Pejotização e Direitos do Trabalhador: O Que Você Precisa Saber

Nos últimos anos, tem se tornado cada vez mais comum a prática da pejotização. Nesse modelo, o trabalhador é contratado como pessoa jurídica (PJ), em vez de assinar a tradicional Carteira de Trabalho (CLT). Em muitos casos, ele precisa abrir uma empresa em seu nome e emitir notas fiscais para receber pelos serviços prestados.
À primeira vista, pode parecer vantajoso: o salário líquido é maior, os descontos são menores e a empresa não precisa arcar com encargos trabalhistas. No entanto, quando essa contratação esconde uma verdadeira relação de emprego, o trabalhador pode estar sendo prejudicado e tem direitos que podem ser reconhecidos na Justiça.
Quando a Pejotização é Ilegal?
A pejotização é considerada ilegal quando a forma de contratação disfarça um vínculo de emprego que, na prática, já existe. A lei trabalhista brasileira define que há relação de emprego quando estão presentes os seguintes elementos:
Pessoalidade – só você pode executar o serviço, não pode mandar outra pessoa no seu lugar.

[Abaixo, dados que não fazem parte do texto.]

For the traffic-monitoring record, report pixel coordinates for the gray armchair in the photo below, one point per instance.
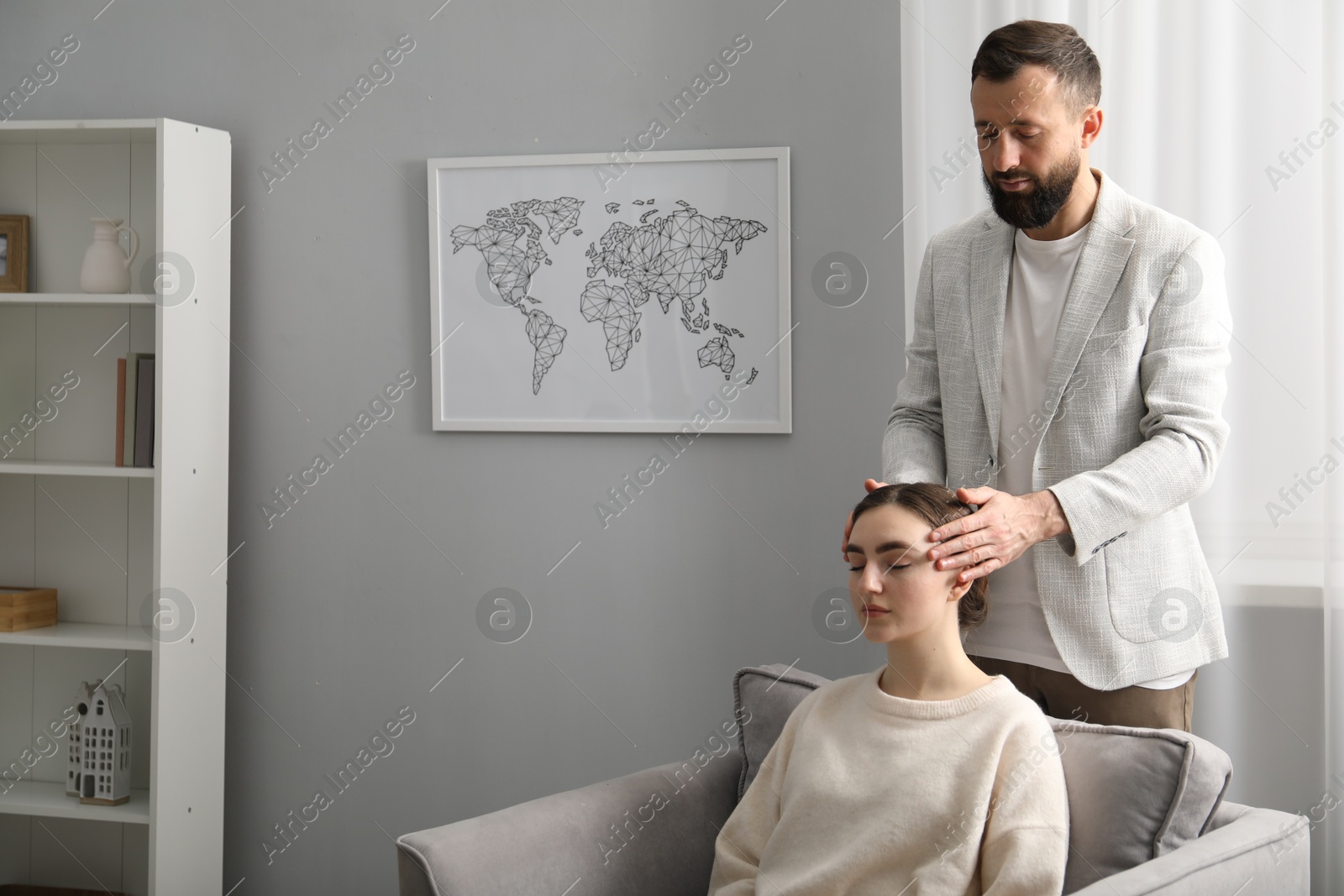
(1147, 815)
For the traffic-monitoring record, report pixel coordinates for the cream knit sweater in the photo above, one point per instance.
(866, 793)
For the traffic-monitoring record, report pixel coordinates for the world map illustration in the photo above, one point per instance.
(669, 257)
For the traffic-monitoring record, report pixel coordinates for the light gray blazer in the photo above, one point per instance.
(1131, 426)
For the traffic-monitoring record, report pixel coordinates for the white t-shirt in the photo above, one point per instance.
(1038, 286)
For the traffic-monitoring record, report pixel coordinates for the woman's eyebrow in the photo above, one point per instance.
(882, 548)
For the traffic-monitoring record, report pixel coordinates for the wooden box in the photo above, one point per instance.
(27, 609)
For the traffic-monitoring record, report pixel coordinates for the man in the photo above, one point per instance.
(1066, 374)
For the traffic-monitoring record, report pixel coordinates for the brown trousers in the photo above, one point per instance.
(1062, 696)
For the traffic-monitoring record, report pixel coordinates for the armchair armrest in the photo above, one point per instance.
(1250, 852)
(651, 833)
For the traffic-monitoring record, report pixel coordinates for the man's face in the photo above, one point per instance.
(1028, 145)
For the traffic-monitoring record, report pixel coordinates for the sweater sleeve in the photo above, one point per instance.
(743, 840)
(1026, 841)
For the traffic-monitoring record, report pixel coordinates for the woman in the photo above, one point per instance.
(921, 777)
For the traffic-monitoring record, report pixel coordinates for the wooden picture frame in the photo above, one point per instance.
(13, 258)
(580, 347)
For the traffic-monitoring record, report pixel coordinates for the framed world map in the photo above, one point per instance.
(612, 291)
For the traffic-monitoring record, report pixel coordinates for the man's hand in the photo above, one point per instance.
(873, 485)
(998, 533)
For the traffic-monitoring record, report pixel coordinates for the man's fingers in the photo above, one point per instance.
(979, 570)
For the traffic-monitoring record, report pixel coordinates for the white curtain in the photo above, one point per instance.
(1214, 110)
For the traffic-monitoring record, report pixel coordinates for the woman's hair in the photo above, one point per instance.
(936, 506)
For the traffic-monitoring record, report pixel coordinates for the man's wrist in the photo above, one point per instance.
(1055, 521)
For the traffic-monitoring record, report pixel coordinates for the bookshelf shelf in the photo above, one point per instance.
(82, 634)
(77, 298)
(49, 799)
(118, 540)
(76, 468)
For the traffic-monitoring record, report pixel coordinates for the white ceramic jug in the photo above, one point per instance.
(107, 268)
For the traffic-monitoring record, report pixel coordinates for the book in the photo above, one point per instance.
(145, 411)
(128, 445)
(121, 411)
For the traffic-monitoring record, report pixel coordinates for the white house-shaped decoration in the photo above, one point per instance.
(100, 743)
(74, 755)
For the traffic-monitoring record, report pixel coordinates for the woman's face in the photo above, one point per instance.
(895, 590)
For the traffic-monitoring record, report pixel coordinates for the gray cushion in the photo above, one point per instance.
(1133, 793)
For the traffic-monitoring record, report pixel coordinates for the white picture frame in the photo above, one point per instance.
(605, 355)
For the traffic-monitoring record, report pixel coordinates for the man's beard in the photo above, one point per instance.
(1037, 207)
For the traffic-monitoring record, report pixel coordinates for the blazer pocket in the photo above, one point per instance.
(1152, 589)
(1113, 338)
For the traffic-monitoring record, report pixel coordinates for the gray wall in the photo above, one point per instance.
(344, 610)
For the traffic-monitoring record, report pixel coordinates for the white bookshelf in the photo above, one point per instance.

Habitualidade – o trabalho é feito de forma contínua, e não esporádica.
Onerosidade – há pagamento pelo serviço prestado.
Subordinação – o trabalhador segue ordens, horários e regras da empresa, como se fosse um funcionário regular.
Se esses quatro elementos estão presentes, mesmo que você emita nota fiscal como PJ, a Justiça pode reconhecer o vínculo empregatício.
Direitos Trabalhistas que Podem Ser Reclamados
Se for reconhecida a relação de emprego, o trabalhador pejotizado passa a ter direito a todos os benefícios previstos pela CLT, como:
Registro em carteira com data retroativa.
13º salário proporcional.
Férias + 1/3 adicional.
FGTS (Fundo de Garantia do Tempo de Serviço) com depósitos retroativos e multa de 40% em caso de rescisão.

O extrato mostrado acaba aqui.